La filière des agroéquipements était une nouvelle fois au rendez-vous du Salon International de l’Agriculture 2026, organisé à Paris du 22 février au 2 mars. Comme chaque année, ce grand rendez-vous de l’agriculture française a constitué un moment privilégié de rencontres et d’échanges pour l’ensemble de l’écosystème agricole.
Durant trois jours, AXEMA s’est fortement mobilisée pour représenter la filière des agroéquipements. Autour de son président Damien DUBRULLE et plusieurs administrateurs du syndicat, étaient présents afin de porter la voix des industriels, échanger avec les décideurs publics et renforcer l’ensemble de l’écosystème agricole.
Cette mobilisation collective a permis de valoriser le rôle des agroéquipements dans les grandes transitions de l’agriculture, qu’il s’agisse de la décarbonation des machines, du développement de la robotique agricole ou encore de l’intégration du numérique dans les exploitations.

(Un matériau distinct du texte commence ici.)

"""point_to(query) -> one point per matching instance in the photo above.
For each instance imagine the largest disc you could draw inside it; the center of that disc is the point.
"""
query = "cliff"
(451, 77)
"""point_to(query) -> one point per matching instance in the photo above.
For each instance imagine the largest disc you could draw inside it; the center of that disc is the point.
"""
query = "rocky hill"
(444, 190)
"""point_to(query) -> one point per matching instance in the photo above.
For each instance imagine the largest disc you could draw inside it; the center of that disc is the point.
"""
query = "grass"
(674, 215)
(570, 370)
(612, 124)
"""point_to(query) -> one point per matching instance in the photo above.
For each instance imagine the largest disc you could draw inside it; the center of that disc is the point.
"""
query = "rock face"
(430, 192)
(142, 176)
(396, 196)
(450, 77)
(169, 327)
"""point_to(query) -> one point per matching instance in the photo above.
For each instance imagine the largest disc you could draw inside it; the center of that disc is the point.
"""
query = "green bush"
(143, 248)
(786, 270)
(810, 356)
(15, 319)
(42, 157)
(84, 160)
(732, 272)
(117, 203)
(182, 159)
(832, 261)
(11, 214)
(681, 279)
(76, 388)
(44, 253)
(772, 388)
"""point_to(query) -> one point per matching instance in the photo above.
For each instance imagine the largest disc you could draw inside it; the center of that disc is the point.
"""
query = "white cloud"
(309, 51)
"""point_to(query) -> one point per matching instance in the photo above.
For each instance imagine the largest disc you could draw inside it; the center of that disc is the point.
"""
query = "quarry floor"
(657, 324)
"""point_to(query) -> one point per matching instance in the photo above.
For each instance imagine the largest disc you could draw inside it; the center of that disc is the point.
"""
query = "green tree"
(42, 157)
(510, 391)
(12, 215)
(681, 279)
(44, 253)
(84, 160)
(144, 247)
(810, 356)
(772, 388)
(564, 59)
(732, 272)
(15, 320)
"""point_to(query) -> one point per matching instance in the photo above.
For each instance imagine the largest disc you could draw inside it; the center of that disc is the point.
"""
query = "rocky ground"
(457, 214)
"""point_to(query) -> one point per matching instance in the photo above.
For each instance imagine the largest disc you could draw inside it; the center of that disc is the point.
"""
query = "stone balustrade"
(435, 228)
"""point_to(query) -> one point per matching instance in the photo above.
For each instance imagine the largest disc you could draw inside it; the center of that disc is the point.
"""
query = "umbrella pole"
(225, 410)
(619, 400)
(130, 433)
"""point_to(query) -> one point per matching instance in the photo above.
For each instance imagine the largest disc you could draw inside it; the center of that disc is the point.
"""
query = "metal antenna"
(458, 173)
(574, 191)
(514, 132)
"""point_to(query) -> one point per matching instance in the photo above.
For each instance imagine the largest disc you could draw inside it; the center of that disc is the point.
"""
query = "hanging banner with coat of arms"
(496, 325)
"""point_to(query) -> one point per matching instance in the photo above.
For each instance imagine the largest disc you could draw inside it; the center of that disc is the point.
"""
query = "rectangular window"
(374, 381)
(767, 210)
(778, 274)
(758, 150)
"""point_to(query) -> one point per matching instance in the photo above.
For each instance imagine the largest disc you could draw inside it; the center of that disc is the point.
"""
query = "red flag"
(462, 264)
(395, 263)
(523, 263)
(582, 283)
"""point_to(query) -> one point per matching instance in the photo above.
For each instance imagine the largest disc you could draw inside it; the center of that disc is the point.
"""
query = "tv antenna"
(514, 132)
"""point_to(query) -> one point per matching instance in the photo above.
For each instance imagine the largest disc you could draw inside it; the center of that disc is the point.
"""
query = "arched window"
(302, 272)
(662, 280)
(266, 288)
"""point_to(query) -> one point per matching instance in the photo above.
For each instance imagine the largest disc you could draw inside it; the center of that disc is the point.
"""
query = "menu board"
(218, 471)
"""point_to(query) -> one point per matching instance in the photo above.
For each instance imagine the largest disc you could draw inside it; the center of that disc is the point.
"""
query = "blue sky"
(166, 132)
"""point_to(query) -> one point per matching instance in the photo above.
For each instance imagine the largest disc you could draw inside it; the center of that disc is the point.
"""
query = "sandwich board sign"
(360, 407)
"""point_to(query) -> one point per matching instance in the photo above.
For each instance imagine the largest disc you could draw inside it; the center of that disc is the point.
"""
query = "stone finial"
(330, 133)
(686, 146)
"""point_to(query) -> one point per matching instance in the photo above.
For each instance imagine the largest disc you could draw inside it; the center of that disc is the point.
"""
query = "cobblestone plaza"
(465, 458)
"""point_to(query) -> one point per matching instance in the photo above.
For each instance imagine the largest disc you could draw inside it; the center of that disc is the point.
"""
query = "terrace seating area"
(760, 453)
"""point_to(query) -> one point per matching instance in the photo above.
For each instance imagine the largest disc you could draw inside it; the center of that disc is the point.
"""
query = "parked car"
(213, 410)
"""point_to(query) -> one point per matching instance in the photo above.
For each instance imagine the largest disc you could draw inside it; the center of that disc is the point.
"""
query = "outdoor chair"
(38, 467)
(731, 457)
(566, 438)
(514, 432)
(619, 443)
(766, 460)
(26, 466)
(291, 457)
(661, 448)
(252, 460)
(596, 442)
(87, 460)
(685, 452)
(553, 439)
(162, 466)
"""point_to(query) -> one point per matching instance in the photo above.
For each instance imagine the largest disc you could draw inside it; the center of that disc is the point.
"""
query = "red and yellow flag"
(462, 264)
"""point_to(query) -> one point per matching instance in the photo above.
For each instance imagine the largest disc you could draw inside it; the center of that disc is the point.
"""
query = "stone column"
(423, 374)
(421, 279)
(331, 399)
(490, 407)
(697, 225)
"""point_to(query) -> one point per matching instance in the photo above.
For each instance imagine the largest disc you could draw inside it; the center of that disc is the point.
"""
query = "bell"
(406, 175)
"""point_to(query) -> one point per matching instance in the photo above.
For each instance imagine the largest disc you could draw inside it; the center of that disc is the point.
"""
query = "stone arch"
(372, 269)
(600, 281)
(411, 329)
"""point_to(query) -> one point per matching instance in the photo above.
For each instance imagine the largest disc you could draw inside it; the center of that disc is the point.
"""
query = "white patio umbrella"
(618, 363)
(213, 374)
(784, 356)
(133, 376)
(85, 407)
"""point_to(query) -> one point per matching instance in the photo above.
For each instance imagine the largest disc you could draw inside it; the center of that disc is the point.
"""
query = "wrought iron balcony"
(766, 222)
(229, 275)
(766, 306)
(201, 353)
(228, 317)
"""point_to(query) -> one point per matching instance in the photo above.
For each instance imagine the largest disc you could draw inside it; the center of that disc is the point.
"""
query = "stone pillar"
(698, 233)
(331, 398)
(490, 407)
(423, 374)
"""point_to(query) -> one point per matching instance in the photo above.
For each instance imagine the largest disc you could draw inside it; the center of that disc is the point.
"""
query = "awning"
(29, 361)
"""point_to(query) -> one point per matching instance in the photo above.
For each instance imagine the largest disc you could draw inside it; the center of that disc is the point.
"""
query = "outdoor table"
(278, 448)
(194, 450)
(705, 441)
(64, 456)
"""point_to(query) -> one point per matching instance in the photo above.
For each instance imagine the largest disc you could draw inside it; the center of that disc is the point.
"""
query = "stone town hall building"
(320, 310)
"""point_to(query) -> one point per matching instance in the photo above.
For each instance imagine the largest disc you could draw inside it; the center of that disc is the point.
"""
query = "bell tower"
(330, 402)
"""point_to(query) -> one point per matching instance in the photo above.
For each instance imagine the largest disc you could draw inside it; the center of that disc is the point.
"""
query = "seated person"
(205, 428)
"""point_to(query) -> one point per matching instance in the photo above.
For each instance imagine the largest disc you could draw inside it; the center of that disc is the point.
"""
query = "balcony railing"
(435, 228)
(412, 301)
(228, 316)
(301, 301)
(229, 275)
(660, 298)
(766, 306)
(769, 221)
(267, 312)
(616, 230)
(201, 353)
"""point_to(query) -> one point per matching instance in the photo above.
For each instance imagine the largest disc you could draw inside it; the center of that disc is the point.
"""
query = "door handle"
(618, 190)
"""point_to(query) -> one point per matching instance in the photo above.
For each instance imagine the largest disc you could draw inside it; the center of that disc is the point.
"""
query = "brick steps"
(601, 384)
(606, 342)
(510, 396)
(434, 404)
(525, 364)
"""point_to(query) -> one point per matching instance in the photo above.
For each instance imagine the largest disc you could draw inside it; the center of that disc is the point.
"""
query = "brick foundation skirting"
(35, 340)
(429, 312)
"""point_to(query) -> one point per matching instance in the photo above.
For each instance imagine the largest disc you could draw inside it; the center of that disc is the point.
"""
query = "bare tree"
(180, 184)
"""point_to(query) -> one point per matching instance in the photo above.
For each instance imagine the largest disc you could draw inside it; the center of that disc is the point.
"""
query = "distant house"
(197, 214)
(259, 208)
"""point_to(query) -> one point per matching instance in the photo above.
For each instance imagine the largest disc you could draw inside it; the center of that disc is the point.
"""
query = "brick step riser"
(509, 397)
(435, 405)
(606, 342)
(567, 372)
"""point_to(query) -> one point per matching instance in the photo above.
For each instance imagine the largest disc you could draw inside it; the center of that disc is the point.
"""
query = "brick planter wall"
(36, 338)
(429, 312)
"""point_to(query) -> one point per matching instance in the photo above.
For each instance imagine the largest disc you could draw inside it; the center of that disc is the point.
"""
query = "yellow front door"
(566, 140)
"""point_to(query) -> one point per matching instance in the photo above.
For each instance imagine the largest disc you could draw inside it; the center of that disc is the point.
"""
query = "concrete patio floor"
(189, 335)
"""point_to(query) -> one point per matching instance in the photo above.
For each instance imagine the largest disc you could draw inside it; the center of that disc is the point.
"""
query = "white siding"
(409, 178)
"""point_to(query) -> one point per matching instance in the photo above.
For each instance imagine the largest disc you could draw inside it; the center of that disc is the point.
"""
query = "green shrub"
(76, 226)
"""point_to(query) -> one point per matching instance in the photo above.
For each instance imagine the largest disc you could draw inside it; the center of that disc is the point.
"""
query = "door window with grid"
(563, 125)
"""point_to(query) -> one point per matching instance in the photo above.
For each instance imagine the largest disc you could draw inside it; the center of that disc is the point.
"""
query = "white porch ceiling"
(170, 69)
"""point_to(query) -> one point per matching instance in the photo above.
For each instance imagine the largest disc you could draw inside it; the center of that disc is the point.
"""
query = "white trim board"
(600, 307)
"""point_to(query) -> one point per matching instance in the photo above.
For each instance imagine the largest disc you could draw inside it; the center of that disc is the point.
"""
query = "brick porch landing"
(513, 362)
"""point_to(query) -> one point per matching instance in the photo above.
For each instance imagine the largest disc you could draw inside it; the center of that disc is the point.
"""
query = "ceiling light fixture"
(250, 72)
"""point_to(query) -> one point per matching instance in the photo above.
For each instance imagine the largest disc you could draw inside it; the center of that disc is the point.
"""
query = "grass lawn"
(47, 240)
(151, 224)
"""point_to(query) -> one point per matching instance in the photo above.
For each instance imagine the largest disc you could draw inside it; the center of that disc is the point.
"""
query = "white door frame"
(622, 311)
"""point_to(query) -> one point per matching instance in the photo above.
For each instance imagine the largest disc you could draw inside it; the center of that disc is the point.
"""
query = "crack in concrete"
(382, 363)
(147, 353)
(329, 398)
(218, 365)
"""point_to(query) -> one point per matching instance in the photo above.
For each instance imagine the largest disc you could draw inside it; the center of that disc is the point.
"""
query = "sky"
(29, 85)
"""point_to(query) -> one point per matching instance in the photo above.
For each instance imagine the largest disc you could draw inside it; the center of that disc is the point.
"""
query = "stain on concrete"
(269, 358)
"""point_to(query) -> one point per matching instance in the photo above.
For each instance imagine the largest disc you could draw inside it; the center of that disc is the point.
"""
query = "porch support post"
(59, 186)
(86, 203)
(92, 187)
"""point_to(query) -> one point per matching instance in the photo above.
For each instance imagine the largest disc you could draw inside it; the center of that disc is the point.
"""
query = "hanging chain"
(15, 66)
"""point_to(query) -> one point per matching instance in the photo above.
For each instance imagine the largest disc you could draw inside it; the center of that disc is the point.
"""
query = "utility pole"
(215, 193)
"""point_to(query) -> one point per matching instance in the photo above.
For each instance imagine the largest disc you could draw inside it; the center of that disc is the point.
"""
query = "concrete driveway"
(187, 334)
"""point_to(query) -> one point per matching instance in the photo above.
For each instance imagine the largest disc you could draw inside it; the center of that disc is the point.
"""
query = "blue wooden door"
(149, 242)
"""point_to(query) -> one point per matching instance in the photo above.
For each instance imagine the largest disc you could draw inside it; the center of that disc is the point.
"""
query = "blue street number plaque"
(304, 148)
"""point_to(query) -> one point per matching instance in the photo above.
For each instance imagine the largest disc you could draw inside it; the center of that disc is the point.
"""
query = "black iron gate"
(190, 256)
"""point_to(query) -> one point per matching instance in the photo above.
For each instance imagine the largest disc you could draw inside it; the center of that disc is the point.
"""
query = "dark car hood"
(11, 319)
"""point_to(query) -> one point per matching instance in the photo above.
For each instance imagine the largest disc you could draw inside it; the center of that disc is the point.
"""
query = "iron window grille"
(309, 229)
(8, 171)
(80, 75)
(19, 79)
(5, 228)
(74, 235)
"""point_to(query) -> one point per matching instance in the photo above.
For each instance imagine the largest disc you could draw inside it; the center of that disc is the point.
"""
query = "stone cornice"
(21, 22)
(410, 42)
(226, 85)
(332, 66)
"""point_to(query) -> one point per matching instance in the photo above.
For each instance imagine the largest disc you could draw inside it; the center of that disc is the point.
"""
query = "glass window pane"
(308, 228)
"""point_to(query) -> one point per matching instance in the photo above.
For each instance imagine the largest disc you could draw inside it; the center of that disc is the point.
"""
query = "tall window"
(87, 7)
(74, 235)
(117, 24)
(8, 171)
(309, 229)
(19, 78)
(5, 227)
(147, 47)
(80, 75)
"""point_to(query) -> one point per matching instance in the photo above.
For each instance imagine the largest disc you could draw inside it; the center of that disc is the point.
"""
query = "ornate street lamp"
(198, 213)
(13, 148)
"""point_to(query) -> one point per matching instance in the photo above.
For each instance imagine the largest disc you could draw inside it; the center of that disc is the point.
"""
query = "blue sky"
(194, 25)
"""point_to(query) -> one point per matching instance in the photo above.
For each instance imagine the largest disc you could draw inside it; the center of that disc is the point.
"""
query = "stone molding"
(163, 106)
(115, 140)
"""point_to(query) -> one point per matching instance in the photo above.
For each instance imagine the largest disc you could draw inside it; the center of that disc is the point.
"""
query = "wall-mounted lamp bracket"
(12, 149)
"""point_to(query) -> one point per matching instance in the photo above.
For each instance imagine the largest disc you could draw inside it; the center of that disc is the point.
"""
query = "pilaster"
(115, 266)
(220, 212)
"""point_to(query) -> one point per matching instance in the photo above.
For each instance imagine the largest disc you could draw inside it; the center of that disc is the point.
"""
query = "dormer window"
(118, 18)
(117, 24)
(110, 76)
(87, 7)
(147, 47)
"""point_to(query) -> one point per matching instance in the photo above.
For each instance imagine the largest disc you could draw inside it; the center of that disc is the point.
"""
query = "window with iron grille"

Un programme dense de rencontres institutionnelles
Au total, 28 rendez-vous ont été organisés en trois jours, illustrant l’intérêt croissant pour les enjeux liés aux équipements agricoles. Parmi eux, 10 rencontres politiques ont réuni des ministres, parlementaires nationaux et européens, sénateurs ainsi que des représentants de cabinets ministériels.
Ces échanges ont permis d’aborder plusieurs enjeux pour la filière :
- la compétitivité industrielle et la souveraineté agricole ;
- la transition énergétique des machines agricoles ;
- le financement des investissements et la modernisation des exploitations ;
- la place du numérique et des données dans la gestion agricole.
Les échanges menés avec les acteurs de l’amont agricole ont mis en évidence une forte convergence d’analyses et de priorités entre les différentes filières industrielles. Semenciers, acteurs de la protection des plantes, de la fertilisation, de la nutrition animale ou encore industriels des agroéquipements sont confrontés à des enjeux largement partagés : compétitivité économique, adaptation aux transitions environnementales, évolution du cadre réglementaire et financement de l’innovation.
Dans ce contexte, la coordination entre les acteurs de l’amont agricole apparaît essentielle. L’objectif est de porter un discours cohérent et des propositions communes afin d’accompagner les transformations du secteur et de répondre aux attentes des agriculteurs.
Cette volonté de dialogue et de coopération a été au cœur des rencontres organisées par AXEMA lors du Salon International de l’Agriculture 2026, aux côtés notamment d’organisations représentant les filières semences, fertilisation, protection des plantes ou nutrition animale.
Des annonces importantes pour la formation et l’innovation
Le Salon a été marqué par plusieurs temps forts institutionnels. Une séquence ministérielle a notamment officialisé le plan France Travail Agriculture, initiative destinée à renforcer l’attractivité des métiers agricoles, améliorer la formation et faciliter le recrutement dans le secteur.
Par ailleurs, une mission nationale a été annoncée afin d’identifier les matériels agricoles devant être adaptés en priorité pour améliorer les conditions de travail des femmes en agriculture. Cette démarche vise notamment à mieux intégrer les enjeux d’ergonomie et de morphologie dans la conception des machines.
Sur le volet innovation, plusieurs coopérations scientifiques ont été mises en avant, notamment autour de la robotique agricole et des nouvelles technologies appliquées aux exploitations.
La transition énergétique et la mécanisation responsable au cœur des débats
AXEMA a également participé à plusieurs débats publics consacrés aux grandes transformations de l’agriculture. Deux plateaux TV ont notamment permis de discuter :
- de l’électrification des matériels agricoles ;
- du développement d’une mécanisation plus responsable et durable.
Ces discussions ont mis en évidence plusieurs leviers identifiés par la filière pour accélérer la décarbonation des machines agricoles :
- développement du rétrofit pour prolonger la durée de vie des équipements ;
- dispositifs fiscaux comme le suramortissement ;
- articulation avec les feuilles de route des filières agricoles ;
- innovation technologique et robotique.
Des enjeux stratégiques pour l’agriculture française
Au-delà des annonces, ces rencontres ont confirmé plusieurs tendances de fond pour la filière des agroéquipements.
D’abord, les équipements agricoles sont désormais identifiés comme un maillon central de la transition agroécologique et énergétique. Les technologies numériques, la robotique et la gestion des données apparaissent comme des outils déterminants pour améliorer la performance économique et environnementale des exploitations.
Ensuite, les acteurs publics et professionnels convergent sur la nécessité de renforcer la coordination de l’amont agricole afin de porter des propositions communes face aux défis économiques et réglementaires.
Enfin, la question du financement – qu’il s’agisse d’aides publiques, de dispositifs fiscaux ou de soutien régional – reste un enjeu majeur pour accompagner l’investissement dans les équipements agricoles.